Realny koszt pracy wyznacza jego relacja do wydajności pracy
Pracodawcy coraz bardziej niepokoją się rosnącymi płacami, lecz opinii publicznej problem jest prezentowany w postaci niepełnej, a czasem wręcz mylącej. Oto „Rzeczpospolita” z 6 kwietnia, w komentarzu „Coraz mniej konkurencyjni”, zamieściła dane Instytutu Badań nad Gospodarką Rynkową, które sprowadzają się do banalnego stwierdzenia, że rosną płace, a wraz z nimi świadczenia obowiązkowe ze strony pracodawcy. Płace godzinowe i miesięczne przedstawiono w dolarach, co ma walor porównawczy, ale zawiera też niewiadome. Na przykład — jaki zastosowano przelicznik? Kurs walutowy czy parytet siły nabywczej (PPP)? Różnica jest niemal dwukrotna. Dla roku 1998 podano średnią płacę wysokości 374 dolarów, co odpowiada 1306 złotych po ówczesnym średnim kursie 3,49 PLN/USD. Ale wielkość dolarowa zmienia się wraz z kursem, zaś w kraju płaca jest w danym momencie nadal taka sama.
Porównania międzynarodowe są najeżone ukrytymi pułapkami. Z przeliczenia danych Rocznika Statystycznego GUS wynika, że w roku 1998 koszt pracy na jednego pracującego (nie mylić z zatrudnionym!) wyniósł w Polsce 4,6 tys. USD, a w Niemczech — 31,5 tys. (patrz tabela). Jednocześnie statystyka Komisji Europejskiej („Europaeische Wirtschaft” nr 70/2000) podaje, że udział płacy w PKB Niemiec (też w 1998 r.) wynosił 68,1 proc., co w przeliczeniu danych GUS wynosi 40,5 tys.
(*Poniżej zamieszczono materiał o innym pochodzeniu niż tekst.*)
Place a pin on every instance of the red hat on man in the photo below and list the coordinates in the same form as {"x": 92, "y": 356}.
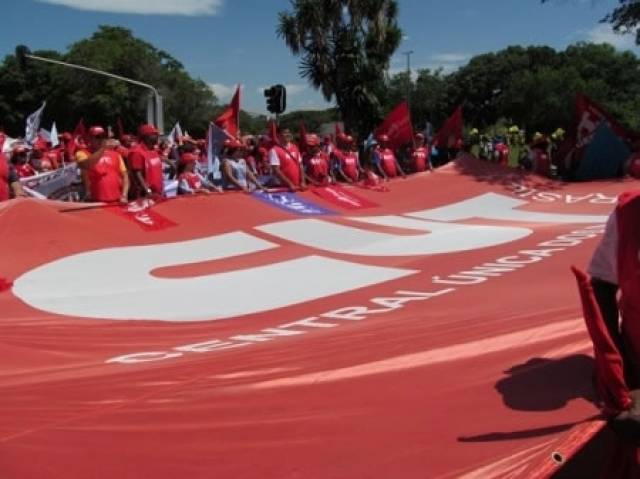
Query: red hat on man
{"x": 188, "y": 158}
{"x": 312, "y": 140}
{"x": 232, "y": 144}
{"x": 97, "y": 131}
{"x": 147, "y": 130}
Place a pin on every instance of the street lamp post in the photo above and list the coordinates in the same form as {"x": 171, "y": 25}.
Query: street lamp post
{"x": 155, "y": 112}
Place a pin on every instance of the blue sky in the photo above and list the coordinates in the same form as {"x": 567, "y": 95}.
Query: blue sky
{"x": 225, "y": 42}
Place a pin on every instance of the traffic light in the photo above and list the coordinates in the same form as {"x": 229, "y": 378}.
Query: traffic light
{"x": 21, "y": 55}
{"x": 276, "y": 99}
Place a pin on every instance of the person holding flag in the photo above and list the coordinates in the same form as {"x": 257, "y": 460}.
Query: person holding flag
{"x": 146, "y": 165}
{"x": 385, "y": 160}
{"x": 286, "y": 162}
{"x": 9, "y": 180}
{"x": 316, "y": 162}
{"x": 420, "y": 157}
{"x": 105, "y": 169}
{"x": 347, "y": 163}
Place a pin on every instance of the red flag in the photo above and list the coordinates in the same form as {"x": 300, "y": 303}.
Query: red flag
{"x": 80, "y": 130}
{"x": 120, "y": 128}
{"x": 273, "y": 132}
{"x": 302, "y": 142}
{"x": 609, "y": 371}
{"x": 451, "y": 131}
{"x": 397, "y": 126}
{"x": 229, "y": 119}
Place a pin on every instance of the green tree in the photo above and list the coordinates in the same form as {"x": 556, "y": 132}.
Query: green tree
{"x": 72, "y": 94}
{"x": 345, "y": 47}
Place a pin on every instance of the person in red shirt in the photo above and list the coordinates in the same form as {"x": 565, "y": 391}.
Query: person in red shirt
{"x": 286, "y": 163}
{"x": 316, "y": 162}
{"x": 385, "y": 160}
{"x": 420, "y": 158}
{"x": 20, "y": 161}
{"x": 501, "y": 152}
{"x": 145, "y": 164}
{"x": 9, "y": 181}
{"x": 347, "y": 161}
{"x": 106, "y": 173}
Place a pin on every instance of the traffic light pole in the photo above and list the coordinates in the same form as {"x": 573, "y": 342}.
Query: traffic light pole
{"x": 155, "y": 112}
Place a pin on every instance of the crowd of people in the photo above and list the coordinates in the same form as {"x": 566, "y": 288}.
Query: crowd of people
{"x": 135, "y": 166}
{"x": 124, "y": 169}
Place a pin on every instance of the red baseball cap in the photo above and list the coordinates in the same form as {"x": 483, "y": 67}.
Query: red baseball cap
{"x": 312, "y": 140}
{"x": 147, "y": 130}
{"x": 97, "y": 131}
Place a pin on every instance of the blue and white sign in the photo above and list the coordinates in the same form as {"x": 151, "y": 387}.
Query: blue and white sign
{"x": 292, "y": 203}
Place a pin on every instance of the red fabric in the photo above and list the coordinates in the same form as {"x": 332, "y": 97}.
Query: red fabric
{"x": 302, "y": 133}
{"x": 388, "y": 162}
{"x": 318, "y": 167}
{"x": 542, "y": 162}
{"x": 25, "y": 170}
{"x": 349, "y": 164}
{"x": 634, "y": 167}
{"x": 628, "y": 221}
{"x": 4, "y": 178}
{"x": 192, "y": 180}
{"x": 105, "y": 178}
{"x": 609, "y": 368}
{"x": 451, "y": 130}
{"x": 419, "y": 158}
{"x": 149, "y": 163}
{"x": 80, "y": 130}
{"x": 397, "y": 126}
{"x": 229, "y": 119}
{"x": 344, "y": 198}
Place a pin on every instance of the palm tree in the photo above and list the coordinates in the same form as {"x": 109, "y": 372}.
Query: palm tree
{"x": 345, "y": 47}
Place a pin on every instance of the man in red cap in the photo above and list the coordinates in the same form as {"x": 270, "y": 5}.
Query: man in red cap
{"x": 316, "y": 162}
{"x": 20, "y": 160}
{"x": 9, "y": 181}
{"x": 420, "y": 158}
{"x": 286, "y": 162}
{"x": 146, "y": 164}
{"x": 106, "y": 173}
{"x": 385, "y": 160}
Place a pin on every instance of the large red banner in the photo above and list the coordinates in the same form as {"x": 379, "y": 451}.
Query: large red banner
{"x": 436, "y": 335}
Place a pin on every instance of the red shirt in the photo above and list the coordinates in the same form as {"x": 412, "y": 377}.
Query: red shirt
{"x": 627, "y": 214}
{"x": 349, "y": 165}
{"x": 318, "y": 167}
{"x": 420, "y": 158}
{"x": 502, "y": 152}
{"x": 25, "y": 170}
{"x": 149, "y": 163}
{"x": 105, "y": 177}
{"x": 634, "y": 167}
{"x": 4, "y": 178}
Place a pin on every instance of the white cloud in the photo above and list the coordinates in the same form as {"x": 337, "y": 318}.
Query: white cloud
{"x": 223, "y": 92}
{"x": 603, "y": 33}
{"x": 147, "y": 7}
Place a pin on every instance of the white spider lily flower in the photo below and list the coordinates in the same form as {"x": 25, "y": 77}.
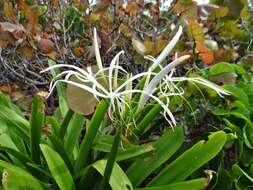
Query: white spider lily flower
{"x": 160, "y": 88}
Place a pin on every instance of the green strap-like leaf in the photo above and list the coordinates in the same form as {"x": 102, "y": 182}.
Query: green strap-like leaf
{"x": 196, "y": 184}
{"x": 17, "y": 178}
{"x": 165, "y": 147}
{"x": 118, "y": 180}
{"x": 58, "y": 168}
{"x": 36, "y": 124}
{"x": 192, "y": 159}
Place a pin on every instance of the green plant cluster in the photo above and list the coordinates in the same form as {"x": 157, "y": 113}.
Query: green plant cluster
{"x": 46, "y": 152}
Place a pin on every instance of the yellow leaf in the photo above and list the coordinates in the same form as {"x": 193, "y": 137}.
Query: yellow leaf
{"x": 26, "y": 52}
{"x": 8, "y": 10}
{"x": 139, "y": 46}
{"x": 195, "y": 31}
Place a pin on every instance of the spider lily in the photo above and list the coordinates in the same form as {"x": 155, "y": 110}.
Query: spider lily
{"x": 158, "y": 85}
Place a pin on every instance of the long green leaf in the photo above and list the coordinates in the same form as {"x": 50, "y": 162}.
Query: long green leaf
{"x": 65, "y": 123}
{"x": 73, "y": 132}
{"x": 118, "y": 180}
{"x": 165, "y": 147}
{"x": 17, "y": 178}
{"x": 58, "y": 168}
{"x": 59, "y": 148}
{"x": 192, "y": 159}
{"x": 125, "y": 152}
{"x": 36, "y": 124}
{"x": 90, "y": 135}
{"x": 195, "y": 184}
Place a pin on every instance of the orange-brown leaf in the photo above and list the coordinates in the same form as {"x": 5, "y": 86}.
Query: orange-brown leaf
{"x": 26, "y": 52}
{"x": 78, "y": 51}
{"x": 206, "y": 55}
{"x": 9, "y": 11}
{"x": 45, "y": 45}
{"x": 132, "y": 8}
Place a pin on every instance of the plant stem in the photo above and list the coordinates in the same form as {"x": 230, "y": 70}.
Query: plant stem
{"x": 65, "y": 124}
{"x": 90, "y": 135}
{"x": 111, "y": 160}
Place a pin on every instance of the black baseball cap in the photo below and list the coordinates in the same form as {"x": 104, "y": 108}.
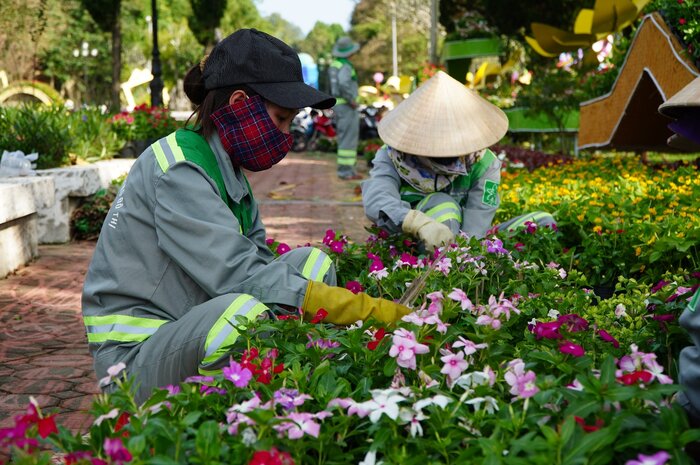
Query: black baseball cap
{"x": 265, "y": 64}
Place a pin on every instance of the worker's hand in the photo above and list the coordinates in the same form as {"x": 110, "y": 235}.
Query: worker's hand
{"x": 345, "y": 308}
{"x": 431, "y": 232}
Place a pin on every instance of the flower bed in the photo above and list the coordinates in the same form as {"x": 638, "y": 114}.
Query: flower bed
{"x": 510, "y": 356}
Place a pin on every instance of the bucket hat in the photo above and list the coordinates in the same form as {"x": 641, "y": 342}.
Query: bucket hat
{"x": 265, "y": 64}
{"x": 443, "y": 118}
{"x": 344, "y": 47}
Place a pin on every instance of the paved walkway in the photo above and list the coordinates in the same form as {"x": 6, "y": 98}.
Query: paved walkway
{"x": 43, "y": 350}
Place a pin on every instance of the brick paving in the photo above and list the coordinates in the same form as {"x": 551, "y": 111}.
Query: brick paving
{"x": 43, "y": 349}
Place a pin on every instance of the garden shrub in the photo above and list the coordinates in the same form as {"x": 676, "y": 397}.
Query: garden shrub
{"x": 92, "y": 135}
{"x": 37, "y": 128}
{"x": 87, "y": 219}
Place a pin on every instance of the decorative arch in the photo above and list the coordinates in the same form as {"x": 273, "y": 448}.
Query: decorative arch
{"x": 626, "y": 118}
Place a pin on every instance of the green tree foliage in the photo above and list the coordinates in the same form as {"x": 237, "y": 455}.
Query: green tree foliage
{"x": 205, "y": 19}
{"x": 513, "y": 17}
{"x": 107, "y": 14}
{"x": 319, "y": 41}
{"x": 371, "y": 26}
USD na pracownika, czyli o 9 tys. USD więcej od kosztu pracy! Jest to oczywiście niemożliwe. Płaca nie może być większa od kosztu pracy. „Statistical Abstract of the U.S. 2000” przedstawia procentowe składniki kosztu pracy w 29 krajach (1998 r.), a jego wielkości podaje w dolarach — według PPP. Na tej liście Polska zajmuje trzecie miejsce od końca (12,7 tys. USD), a Niemcy — drugie od góry (35 863 USD). Świadczenia obowiązkowe pracodawcy są rzeczywiście najwyższe w Polsce. Stanowią one średnio 33 proc. kosztu pracy, natomiast w UE sięgają przeważnie od 21 do 28 proc., w Wielkiej Brytanii wynoszą tylko 9 proc., a w Niemczech — 17 proc.
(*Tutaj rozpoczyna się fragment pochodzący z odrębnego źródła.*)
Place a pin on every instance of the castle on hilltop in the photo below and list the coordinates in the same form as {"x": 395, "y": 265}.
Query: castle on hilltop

Podstawowy problem polega jednak na czym innym. Otóż z punktu widzenia konkurencyjności produkcji wcale nie jest istotna bezwzględna wielkość płacy. Tym najważniejszym kryterium jest relacja kosztu pracy do wydajności pracy, którą określa wielkość wartości dodanej w przeliczeniu na jednego pracującego. W Polsce jest to miernik skomplikowany z powodu występującej tu asymetrii: na rolnictwo przypada ponad 27 proc. pracujących, lecz tylko 4,7 proc. globalnej wartości dodanej. Dane tabeli o Polsce ukazują PKB w skali całej gospodarki, a koszt pracy — mimo że całość dotyczy 1998 r. — jest liczony według zasad wprowadzonych w 1999 r.
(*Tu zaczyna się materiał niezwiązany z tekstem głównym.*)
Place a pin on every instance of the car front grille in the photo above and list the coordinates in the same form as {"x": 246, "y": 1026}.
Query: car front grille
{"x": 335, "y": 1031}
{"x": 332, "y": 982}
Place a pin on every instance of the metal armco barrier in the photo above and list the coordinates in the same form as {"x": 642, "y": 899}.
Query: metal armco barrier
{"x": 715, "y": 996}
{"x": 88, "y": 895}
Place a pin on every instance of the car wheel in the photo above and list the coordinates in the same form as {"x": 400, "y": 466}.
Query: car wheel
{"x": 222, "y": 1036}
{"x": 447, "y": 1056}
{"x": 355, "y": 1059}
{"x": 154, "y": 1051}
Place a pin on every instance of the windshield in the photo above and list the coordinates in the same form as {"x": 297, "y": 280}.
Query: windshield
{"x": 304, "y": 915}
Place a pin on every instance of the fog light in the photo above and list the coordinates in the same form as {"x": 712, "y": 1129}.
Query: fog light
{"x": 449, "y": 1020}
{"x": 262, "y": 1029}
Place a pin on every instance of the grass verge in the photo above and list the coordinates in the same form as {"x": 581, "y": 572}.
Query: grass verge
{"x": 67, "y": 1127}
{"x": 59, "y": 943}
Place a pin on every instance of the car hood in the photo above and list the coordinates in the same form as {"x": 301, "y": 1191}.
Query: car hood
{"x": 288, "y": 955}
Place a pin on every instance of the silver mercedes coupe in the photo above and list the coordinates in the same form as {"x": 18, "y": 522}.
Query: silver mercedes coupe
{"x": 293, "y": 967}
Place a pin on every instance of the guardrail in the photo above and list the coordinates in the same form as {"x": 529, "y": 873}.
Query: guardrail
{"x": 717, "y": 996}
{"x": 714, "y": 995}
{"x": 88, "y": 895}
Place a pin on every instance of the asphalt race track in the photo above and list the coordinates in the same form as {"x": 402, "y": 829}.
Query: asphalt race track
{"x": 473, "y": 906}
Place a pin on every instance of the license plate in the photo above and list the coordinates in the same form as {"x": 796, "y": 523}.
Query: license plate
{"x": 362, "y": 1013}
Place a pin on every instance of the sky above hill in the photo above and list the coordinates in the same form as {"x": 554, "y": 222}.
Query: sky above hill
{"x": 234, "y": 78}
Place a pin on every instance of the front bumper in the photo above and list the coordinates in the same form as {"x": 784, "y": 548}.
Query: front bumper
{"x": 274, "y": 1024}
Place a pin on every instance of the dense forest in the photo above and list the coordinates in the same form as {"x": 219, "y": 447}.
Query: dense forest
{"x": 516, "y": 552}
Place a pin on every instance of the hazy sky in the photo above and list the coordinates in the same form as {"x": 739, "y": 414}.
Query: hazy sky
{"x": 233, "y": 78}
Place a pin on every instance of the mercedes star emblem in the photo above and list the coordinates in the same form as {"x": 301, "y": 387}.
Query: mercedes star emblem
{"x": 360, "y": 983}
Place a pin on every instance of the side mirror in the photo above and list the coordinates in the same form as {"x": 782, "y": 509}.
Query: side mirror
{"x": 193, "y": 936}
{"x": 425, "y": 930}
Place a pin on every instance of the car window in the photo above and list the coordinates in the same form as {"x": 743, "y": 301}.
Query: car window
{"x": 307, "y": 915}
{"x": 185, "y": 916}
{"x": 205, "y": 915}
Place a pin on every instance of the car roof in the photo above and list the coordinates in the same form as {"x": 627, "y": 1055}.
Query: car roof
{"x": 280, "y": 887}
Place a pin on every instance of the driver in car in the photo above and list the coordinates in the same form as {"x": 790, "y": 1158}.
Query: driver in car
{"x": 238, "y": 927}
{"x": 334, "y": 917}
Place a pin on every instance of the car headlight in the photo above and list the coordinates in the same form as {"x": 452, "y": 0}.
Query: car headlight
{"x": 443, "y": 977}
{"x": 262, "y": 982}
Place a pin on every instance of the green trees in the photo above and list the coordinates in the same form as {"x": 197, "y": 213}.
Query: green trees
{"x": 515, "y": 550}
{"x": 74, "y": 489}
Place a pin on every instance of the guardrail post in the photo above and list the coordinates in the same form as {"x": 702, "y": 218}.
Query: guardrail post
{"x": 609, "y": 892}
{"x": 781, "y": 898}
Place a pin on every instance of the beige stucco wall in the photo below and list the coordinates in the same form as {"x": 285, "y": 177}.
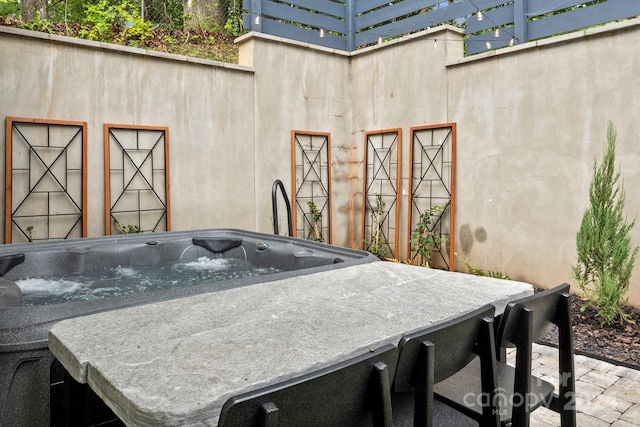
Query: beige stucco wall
{"x": 530, "y": 120}
{"x": 203, "y": 103}
{"x": 297, "y": 87}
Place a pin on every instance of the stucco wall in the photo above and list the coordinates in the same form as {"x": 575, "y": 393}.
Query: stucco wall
{"x": 531, "y": 120}
{"x": 298, "y": 87}
{"x": 203, "y": 103}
Wyniki przedstawione w tabeli ukazują z jednej strony, jak bardzo nam daleko do Unii Europejskiej, z drugiej zaś dowodzą, że w ujęciu makroekonomicznym realny koszt pracy jest u nas niższy niż w najwyżej rozwiniętych krajach Unii. Należy więc sądzić, że główne przyczyny niskiej konkurencyjności leżą poza sferą płacową.